Com pouco avistei, logo adiante, o meu carro com as rodas para cima. Intrigava-me, sobremaneira, como eu chegara  até ali. Se por mim mesmo, não podia sabê-lo: a chuva havia apagado as minhas pegadas.
Movido pela curiosidade, levantei-me e fui até onde ele estava. As portas continuavam fechadas, com os vidros quebrados. Agachei-me, apoiando uma das mãos nele, e olhei para seu interior. Então me vi, novamente, sentado ao meu assento, de cabeça para baixo, sustentado pelo cinto. Sim, aquele era eu.
A chuva estava se dissipando. Uma vaga claridade começava a insinuar-se por entre as nuvens que se esgarçavam. Pouco tempo depois, estava tudo claro. Uns raios de sol, muito tímidos, conseguiram finalmente vencer as sombras. Pude ver, então, que pessoas me rodeavam enquanto outras vinham na minha direção. Alguém pôs uma das mãos em meu pescoço enquanto a com a outra examinava meu pulso. Pela expressão de seu rosto, entendi que nada mais se podia fazer.
Foi, então, que me sobreveio um desespero. Eu sentia, sim, que aquelas pessoas podiam fazer alguma coisa por mim. Passei a dizer isso a elas, mas elas não conseguiam me ouvir. Tentei segurar o homem que me examinara, porém ele passou por cima de mim, sem que eu me sentisse atropelado.
Nesse momento de desespero, como se estivesse vivendo o pior dos pesadelos e não conseguisse acordar, duas mãos me seguraram pelos ombros enquanto uma luz diferente, muito alva, suave e aconchegante me cercava. Uma sensação de paz intensa e de doçura infinita tomou conta de mim. Era um anjo, em suas vestes branquíssimas, límpidas e esvoaçantes como se elas estivessem sendo agitadas por uma brisa leve e constante.

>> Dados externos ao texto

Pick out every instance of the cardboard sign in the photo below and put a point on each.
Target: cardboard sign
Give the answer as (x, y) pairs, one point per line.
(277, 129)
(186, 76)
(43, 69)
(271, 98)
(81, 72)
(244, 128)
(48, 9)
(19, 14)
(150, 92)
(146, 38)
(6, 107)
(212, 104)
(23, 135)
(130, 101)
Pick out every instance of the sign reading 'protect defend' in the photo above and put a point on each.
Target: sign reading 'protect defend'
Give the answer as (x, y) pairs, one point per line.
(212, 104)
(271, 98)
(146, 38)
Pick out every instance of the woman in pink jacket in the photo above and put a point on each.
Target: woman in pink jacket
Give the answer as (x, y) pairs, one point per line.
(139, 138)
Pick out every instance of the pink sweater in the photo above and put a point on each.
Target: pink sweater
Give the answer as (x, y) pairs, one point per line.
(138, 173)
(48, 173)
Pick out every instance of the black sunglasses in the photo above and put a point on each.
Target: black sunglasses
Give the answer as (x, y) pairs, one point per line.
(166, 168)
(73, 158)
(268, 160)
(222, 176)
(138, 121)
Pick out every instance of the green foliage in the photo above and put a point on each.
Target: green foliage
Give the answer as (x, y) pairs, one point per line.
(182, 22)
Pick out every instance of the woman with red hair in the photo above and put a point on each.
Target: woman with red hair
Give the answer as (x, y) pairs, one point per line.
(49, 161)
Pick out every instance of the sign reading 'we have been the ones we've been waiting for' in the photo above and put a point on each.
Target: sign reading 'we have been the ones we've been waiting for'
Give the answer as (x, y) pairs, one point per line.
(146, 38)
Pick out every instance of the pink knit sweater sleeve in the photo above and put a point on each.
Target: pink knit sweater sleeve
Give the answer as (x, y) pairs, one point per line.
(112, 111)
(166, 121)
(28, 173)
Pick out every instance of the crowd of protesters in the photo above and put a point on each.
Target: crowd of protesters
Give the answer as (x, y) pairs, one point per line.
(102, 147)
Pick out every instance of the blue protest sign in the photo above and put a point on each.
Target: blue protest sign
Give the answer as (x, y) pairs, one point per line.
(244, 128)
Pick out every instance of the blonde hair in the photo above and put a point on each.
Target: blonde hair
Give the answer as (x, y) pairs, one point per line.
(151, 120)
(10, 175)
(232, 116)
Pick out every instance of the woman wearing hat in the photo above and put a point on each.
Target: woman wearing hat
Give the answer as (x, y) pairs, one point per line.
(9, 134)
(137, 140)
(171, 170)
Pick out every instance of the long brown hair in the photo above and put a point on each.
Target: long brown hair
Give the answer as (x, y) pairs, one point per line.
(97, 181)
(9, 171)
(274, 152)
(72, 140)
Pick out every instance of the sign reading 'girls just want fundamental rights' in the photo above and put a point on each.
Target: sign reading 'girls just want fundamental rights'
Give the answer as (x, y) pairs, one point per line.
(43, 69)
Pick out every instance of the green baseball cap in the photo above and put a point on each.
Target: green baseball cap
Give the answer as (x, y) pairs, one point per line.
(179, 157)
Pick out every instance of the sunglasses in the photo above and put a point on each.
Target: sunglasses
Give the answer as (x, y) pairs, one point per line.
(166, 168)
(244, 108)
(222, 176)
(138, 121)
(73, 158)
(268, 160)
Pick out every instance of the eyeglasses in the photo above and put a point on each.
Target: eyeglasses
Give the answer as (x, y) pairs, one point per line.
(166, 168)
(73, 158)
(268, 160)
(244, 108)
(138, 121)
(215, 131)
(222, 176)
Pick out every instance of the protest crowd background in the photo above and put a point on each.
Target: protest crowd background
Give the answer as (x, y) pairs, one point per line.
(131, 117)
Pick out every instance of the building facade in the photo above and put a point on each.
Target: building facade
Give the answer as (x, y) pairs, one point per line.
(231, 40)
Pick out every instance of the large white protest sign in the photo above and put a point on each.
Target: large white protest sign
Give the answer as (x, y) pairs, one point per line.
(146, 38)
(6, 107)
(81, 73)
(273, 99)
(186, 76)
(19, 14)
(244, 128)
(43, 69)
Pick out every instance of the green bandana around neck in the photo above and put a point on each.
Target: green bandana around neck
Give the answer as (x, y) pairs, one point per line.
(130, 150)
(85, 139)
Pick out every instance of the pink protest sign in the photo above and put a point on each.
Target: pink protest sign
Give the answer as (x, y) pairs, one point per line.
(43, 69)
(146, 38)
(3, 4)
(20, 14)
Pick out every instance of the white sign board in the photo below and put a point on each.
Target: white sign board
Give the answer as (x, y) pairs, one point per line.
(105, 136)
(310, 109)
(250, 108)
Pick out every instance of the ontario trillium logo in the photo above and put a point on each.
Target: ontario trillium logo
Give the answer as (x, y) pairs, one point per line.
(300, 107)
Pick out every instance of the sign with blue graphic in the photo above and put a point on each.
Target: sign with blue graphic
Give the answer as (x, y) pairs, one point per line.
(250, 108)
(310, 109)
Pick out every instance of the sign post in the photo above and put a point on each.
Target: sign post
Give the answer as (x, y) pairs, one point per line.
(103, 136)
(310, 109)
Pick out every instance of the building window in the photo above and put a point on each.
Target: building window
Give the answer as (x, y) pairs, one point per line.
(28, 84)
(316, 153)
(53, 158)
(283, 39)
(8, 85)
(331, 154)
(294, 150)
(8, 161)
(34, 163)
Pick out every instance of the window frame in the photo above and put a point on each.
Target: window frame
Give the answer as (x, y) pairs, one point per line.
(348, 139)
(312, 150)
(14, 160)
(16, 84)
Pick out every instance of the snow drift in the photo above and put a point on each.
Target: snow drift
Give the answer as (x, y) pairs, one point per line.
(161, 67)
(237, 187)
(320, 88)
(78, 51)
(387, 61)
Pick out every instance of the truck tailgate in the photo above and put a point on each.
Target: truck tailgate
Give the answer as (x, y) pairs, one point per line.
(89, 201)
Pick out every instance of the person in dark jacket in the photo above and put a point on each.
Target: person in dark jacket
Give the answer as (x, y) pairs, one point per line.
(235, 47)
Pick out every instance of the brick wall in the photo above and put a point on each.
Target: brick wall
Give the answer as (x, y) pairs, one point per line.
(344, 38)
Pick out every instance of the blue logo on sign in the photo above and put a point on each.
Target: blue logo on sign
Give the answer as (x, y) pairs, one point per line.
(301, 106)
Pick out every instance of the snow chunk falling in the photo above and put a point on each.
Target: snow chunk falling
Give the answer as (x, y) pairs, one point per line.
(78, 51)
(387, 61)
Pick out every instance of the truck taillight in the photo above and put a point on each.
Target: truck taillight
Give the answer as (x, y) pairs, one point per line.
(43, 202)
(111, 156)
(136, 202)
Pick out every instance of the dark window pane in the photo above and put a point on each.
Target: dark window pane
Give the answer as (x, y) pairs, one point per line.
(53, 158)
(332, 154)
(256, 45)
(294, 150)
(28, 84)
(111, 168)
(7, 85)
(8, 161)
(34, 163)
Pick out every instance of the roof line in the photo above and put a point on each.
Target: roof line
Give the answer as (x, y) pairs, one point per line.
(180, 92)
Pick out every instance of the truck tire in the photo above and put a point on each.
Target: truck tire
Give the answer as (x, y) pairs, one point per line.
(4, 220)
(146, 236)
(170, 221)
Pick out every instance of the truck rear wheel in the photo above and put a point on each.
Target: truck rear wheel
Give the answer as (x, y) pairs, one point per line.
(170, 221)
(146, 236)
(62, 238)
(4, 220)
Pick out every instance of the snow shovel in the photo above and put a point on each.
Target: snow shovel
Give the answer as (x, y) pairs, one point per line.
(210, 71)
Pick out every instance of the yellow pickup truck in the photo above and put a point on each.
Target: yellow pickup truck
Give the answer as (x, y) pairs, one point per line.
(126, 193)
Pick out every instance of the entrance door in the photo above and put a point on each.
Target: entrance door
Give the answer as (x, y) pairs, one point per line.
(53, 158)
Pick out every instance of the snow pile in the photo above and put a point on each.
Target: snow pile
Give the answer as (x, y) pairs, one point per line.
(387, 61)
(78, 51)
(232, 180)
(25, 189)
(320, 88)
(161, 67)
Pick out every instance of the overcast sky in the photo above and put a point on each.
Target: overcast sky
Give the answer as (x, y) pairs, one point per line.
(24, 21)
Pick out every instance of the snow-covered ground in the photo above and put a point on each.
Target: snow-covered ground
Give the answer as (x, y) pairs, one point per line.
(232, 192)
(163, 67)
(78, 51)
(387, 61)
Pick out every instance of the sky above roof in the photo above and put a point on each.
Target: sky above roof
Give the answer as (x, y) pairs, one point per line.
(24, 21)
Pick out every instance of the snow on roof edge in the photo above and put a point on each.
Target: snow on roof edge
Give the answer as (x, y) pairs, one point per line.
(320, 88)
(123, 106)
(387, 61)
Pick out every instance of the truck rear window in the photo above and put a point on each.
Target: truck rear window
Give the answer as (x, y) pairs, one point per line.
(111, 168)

Os paramédicos chegaram. Colocaram-me numa ambulância que partiu imediatamente, em desespero. O anjo sentou-se ao meu lado. Não dizia uma única palavra, mas os seus gestos de carinho me faziam compreender tudo. Enquanto estive no hospital, ele não saiu de meu lado.
Ainda hoje, depois de tanto tempo passado, sempre que me vejo em uma situação de perigo, ou triste por alguma decepção, o meu anjo aparece e me conforta, dizendo palavras de grande sabedoria que me ajudam a enfrentar os percalços da vida.
Sei, portanto, que posso contar com ele: o anjo que caiu em meu caminho.